I’m running TrafficCamNet model on a Jetson nano with python and TensorRT without DeepStream. First I needed to convert the model so I follow same steps in this thread.
To convert the model with TAO instead of TLT:
tao-converter resnet18_trafficcamnet_pruned.etlt -k tlt_encode -c trafficnet_int8.txt -o output_cov/Sigmoid,output_bbox/BiasAdd -d 3,544,960 -i nchw -e trafficnet_int8.engine -m 1 -t int8 -b 1
Then I run the model with one image and get the results. I’m trying to understand the output. In the model page says that the output of the model is
60x34x16 bbox coordinate tensor and
60x34x4 class confidence tensor.
My output is ok (I think) as I got a flattened 60x34x16 array and a flattened 60x34x4 array (with values like this):
In order to understand this output I read this comment and say:
The model has the following two outputs:
- output_cov/Sigmoid : [batchSize, Class_Num, gridcell_h, gridcell_w]

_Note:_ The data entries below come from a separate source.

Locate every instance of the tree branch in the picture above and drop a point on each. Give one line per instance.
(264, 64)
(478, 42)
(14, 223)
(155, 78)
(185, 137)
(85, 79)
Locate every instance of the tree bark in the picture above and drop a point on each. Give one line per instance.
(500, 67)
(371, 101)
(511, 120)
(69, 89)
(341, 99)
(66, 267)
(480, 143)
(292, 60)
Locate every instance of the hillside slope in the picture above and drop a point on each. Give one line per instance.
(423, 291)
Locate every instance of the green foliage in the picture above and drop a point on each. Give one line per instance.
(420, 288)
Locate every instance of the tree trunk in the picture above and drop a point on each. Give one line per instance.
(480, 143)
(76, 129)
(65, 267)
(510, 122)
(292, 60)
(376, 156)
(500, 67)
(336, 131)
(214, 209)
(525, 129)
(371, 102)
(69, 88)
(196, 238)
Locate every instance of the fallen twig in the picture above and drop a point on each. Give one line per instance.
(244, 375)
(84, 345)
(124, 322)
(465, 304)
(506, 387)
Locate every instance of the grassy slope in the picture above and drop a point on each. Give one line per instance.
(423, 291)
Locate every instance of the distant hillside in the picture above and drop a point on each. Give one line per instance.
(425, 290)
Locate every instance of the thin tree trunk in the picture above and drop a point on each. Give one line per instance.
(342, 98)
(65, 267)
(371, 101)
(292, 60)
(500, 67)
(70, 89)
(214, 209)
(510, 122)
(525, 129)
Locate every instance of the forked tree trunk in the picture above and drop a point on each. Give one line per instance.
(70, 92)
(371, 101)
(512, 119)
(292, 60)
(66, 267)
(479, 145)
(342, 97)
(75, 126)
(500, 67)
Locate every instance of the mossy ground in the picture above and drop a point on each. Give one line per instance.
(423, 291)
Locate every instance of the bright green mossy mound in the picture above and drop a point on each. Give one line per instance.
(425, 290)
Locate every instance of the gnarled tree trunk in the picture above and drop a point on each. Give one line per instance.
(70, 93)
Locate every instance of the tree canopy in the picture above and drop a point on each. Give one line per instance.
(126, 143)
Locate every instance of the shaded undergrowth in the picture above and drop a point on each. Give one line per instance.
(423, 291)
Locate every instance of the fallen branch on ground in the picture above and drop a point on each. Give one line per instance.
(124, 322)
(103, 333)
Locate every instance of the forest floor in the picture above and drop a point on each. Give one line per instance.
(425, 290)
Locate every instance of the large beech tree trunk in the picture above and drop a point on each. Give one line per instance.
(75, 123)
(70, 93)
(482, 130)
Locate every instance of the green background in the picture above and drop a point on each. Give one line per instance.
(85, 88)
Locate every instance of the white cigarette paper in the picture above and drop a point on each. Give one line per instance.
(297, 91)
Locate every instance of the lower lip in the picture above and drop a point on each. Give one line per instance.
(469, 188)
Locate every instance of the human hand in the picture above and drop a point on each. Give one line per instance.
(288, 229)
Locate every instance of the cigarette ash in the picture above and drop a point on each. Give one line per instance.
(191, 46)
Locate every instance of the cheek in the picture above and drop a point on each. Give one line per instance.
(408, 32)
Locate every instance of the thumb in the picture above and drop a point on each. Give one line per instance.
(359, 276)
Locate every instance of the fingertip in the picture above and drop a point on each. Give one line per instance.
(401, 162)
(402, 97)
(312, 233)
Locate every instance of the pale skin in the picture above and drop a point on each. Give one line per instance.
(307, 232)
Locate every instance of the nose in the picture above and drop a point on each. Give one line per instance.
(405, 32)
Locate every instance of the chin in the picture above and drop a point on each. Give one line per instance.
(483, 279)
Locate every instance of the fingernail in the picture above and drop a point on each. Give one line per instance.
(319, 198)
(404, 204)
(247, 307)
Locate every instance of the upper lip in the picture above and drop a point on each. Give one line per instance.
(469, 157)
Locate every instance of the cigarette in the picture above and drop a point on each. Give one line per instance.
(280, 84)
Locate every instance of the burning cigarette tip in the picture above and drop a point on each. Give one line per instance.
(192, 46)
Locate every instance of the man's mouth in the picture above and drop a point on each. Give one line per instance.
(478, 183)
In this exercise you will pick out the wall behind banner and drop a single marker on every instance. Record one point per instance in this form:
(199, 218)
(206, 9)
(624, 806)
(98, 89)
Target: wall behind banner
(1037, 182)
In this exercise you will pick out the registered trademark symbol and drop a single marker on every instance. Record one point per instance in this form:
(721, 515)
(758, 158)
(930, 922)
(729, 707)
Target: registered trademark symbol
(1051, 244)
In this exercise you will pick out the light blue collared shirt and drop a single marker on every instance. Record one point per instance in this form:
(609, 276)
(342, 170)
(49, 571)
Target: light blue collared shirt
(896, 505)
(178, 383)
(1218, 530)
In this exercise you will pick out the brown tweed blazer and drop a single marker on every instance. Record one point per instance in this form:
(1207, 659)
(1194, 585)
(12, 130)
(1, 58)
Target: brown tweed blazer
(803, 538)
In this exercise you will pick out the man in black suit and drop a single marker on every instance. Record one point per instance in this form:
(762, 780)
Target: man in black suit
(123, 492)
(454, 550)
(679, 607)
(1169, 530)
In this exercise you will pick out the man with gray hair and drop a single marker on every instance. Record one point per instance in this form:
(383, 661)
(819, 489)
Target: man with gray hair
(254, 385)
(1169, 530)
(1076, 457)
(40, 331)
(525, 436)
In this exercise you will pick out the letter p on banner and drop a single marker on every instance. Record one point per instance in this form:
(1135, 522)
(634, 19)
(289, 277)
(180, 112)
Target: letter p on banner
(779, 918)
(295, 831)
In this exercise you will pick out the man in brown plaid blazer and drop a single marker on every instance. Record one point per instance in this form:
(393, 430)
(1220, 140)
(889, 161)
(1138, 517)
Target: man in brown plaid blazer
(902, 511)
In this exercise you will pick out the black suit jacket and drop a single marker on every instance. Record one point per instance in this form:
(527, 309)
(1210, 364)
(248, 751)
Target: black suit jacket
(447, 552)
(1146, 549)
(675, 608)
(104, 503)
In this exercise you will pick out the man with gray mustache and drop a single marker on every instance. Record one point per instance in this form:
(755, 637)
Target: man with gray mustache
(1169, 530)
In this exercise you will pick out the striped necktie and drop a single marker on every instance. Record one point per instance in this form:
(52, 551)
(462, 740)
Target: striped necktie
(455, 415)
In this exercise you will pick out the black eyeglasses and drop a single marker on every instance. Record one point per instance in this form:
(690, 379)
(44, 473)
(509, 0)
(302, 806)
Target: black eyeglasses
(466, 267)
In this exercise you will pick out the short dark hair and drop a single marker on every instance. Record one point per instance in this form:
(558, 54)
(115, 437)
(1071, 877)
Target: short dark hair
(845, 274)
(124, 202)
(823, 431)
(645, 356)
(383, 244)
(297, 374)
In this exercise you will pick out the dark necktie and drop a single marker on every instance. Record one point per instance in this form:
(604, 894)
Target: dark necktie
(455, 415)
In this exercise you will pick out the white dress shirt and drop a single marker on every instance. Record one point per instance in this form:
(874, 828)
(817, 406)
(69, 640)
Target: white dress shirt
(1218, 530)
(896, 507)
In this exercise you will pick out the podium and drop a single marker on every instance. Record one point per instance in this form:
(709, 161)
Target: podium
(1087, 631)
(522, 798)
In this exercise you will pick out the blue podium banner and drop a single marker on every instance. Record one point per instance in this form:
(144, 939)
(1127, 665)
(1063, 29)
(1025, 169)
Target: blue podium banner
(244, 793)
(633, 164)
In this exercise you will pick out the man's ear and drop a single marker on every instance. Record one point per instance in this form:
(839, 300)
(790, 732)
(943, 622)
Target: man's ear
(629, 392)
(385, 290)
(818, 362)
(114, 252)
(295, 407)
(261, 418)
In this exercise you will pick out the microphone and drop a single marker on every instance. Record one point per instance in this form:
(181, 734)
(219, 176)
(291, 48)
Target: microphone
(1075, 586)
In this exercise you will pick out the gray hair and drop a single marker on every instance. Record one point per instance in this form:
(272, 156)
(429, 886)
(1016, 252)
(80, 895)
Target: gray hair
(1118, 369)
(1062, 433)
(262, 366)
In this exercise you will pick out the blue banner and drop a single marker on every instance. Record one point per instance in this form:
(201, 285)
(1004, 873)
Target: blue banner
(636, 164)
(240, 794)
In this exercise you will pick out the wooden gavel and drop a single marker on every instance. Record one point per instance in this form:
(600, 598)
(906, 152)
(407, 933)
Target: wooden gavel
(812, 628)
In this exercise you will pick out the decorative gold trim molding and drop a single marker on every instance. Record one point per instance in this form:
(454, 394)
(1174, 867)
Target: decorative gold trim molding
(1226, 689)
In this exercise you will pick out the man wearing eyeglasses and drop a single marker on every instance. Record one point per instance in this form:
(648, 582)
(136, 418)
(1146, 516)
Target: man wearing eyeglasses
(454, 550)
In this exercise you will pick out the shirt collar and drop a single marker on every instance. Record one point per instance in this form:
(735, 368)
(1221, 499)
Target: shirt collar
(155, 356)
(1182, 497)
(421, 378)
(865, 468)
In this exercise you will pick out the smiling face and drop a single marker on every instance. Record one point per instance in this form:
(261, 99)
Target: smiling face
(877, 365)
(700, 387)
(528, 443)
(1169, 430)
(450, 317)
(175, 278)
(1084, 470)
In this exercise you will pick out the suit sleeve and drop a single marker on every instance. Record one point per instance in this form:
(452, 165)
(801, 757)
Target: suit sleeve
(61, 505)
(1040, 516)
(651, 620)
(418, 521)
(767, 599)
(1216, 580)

- output_bbox/BiasAdd : a [batchSize, Class_Num, 4]
How can I extract this data from the output I get? How can I divide the flattened array to extract this? What means
batchSize if I only use 1 image?
I know that I have to pass this data to a NMS algorithm but I have to pass it without normalization and the bboxes/confidence in order to get a result from it, but need to organize this bboxes and confidences.
TensorRT Version: 22.214.171.124
GPU Type: Jetson nano 2G
Python Version: 3.6.9